We now have to choose which infrastructure as code software to use. When it comes to the sheer number of supported cloud providers Terraform is the tool of our choice. All major cloud providers contribute up-to-date plugins that abstract their apis into the declarative Terraform configuration language which is based on the text based HashiCorp configuration language (HCL).

Initial Setup

First we have to tell Terraform which provider we are going to use, in our case the AWS provider using eu-central-1 as the default region for all created resources. In AWS terms a region translates to a datacenter where our resources are launched. It is important to keep in mind that not all AWS services are always available in all regions, also the prices may differ depending on the region, have a look here for more in dpeth information about regions


provider "aws" {
  region = "eu-central-1"

Now we can initialize the working directory by running terraform init which will scan all Terraform files for referenced plugins and download them as needed.

$ cd deploy
$ terraform init

Initializing provider plugins...
- Checking for available provider plugins on https://releases.hashicorp.com...
- Downloading plugin for provider "aws" (1.7.0)...
- Downloading plugin for provider "template" (1.0.0)...

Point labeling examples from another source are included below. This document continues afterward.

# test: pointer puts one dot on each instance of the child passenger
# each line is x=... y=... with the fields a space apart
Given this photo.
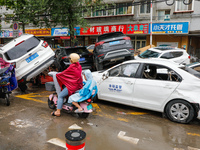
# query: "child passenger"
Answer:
x=85 y=92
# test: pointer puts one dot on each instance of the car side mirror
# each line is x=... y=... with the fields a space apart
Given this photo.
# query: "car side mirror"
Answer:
x=105 y=75
x=147 y=70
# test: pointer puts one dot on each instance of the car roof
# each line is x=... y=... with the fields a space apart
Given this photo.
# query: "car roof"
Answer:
x=155 y=61
x=13 y=42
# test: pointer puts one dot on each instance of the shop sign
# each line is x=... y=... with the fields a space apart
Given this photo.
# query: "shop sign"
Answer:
x=137 y=28
x=170 y=28
x=97 y=30
x=39 y=32
x=64 y=31
x=9 y=33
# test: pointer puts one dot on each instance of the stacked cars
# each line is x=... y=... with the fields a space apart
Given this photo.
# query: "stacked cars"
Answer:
x=111 y=47
x=29 y=55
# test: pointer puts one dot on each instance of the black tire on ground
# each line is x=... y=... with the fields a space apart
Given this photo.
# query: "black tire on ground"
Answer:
x=7 y=100
x=22 y=86
x=51 y=104
x=83 y=115
x=129 y=58
x=180 y=111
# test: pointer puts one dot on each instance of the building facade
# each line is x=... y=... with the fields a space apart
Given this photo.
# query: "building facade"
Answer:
x=174 y=24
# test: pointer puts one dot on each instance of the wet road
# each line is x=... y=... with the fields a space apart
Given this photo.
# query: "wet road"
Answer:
x=27 y=125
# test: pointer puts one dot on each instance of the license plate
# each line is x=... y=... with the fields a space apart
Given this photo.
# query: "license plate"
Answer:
x=89 y=107
x=82 y=59
x=114 y=42
x=32 y=57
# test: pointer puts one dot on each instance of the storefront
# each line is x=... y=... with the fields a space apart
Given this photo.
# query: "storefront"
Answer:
x=173 y=34
x=7 y=35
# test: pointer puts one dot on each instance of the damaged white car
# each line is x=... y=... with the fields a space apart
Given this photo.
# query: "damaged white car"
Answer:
x=156 y=85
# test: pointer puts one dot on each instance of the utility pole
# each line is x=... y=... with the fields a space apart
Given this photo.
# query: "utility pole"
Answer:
x=151 y=25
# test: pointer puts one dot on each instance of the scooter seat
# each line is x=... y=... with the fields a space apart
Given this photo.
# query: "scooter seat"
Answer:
x=68 y=104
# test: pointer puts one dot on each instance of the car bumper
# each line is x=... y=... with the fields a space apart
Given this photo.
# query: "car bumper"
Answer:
x=39 y=69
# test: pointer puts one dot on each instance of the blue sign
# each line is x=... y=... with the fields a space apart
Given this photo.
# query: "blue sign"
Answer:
x=170 y=28
x=64 y=31
x=115 y=87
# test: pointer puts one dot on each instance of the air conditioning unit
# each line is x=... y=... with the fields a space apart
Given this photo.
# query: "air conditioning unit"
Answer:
x=167 y=17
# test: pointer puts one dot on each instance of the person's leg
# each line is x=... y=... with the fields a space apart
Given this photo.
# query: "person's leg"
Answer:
x=77 y=105
x=61 y=96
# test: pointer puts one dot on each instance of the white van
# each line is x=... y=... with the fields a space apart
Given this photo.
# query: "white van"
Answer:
x=29 y=55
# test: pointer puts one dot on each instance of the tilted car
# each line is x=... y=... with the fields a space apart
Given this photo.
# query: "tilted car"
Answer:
x=165 y=52
x=29 y=55
x=62 y=57
x=153 y=84
x=112 y=47
x=195 y=66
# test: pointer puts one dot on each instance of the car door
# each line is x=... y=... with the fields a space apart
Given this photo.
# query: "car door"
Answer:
x=153 y=89
x=118 y=86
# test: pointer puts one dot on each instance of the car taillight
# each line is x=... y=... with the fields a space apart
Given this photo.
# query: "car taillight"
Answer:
x=20 y=81
x=64 y=57
x=45 y=44
x=100 y=55
x=19 y=43
x=127 y=38
x=99 y=43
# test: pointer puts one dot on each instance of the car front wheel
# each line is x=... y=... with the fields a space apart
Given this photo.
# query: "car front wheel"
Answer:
x=180 y=111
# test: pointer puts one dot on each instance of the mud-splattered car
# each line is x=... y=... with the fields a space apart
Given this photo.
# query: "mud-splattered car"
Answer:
x=157 y=85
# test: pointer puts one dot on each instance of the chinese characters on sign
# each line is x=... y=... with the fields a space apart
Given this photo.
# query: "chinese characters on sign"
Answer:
x=39 y=32
x=113 y=88
x=97 y=30
x=174 y=28
x=137 y=28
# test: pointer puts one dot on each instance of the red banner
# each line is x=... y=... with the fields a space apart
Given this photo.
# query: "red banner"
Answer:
x=39 y=32
x=98 y=30
x=137 y=28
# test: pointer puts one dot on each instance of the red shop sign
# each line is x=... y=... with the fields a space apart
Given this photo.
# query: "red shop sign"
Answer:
x=98 y=30
x=137 y=28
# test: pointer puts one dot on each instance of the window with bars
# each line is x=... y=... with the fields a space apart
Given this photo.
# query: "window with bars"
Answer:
x=145 y=8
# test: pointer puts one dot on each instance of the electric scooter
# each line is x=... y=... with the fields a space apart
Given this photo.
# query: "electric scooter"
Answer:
x=70 y=108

The following providers do not have any version constraints in configuration,
so the latest version was installed.

To prevent automatic upgrades to new major versions that may contain breaking
changes, it is recommended to add version = "..." constraints to the
corresponding provider blocks in configuration, with the constraint strings
suggested below.

* provider.aws: version = "~> 1.7"
* provider.template: version = "~> 1.0"

Terraform has been successfully initialized!

terraform init by default loads the latest version of a plugin. This may lead to problems if for example plugins introduce breaking changes, in that case it is possible to pin the version of a plugin by specifying a version number: version = "~> 1.0

Testing the setup

As terraform needs to interact with the AWS api it obviously needs credentials. Like other AWS SDK based software the Terraform AWS provider has several methods to retrieve the needed credentials. We will inject the credentials via environment variables to avoid adding the secrets to the source file and accidentally committing them.

For all following steps we always need the AWS secrets, have a look here on how to create them for your AWS account.

To check if the secret key setup was successful lets try to run Terraform. Luckily for us Terraform provides a non-destructive way to preview the changes that it would apply to the infrastructure without actually changing anything: the plan command:

This command is a convenient way to check whether the execution plan for a set of changes matches your expectations without making any changes to real resources or to the state. For example, Terraform plan might be run before committing a change to version control, to create confidence that it will behave as expected.

$ export AWS_ACCESS_KEY_ID="${access_key_id}"
$ export AWS_SECRET_ACCESS_KEY="${secret_access_key}"
$ terraform plan

Refreshing Terraform state in-memory prior to plan...
The refreshed state will be used to calculate this plan, but will not be
persisted to local or remote state storage.


No changes. Infrastructure is up-to-date.

What happened is that Terraform compared the desired state against the actual running state in the cloud. As we don’t have any resources defined yet Terraform didn’t detect anything it could to and came up with no changes.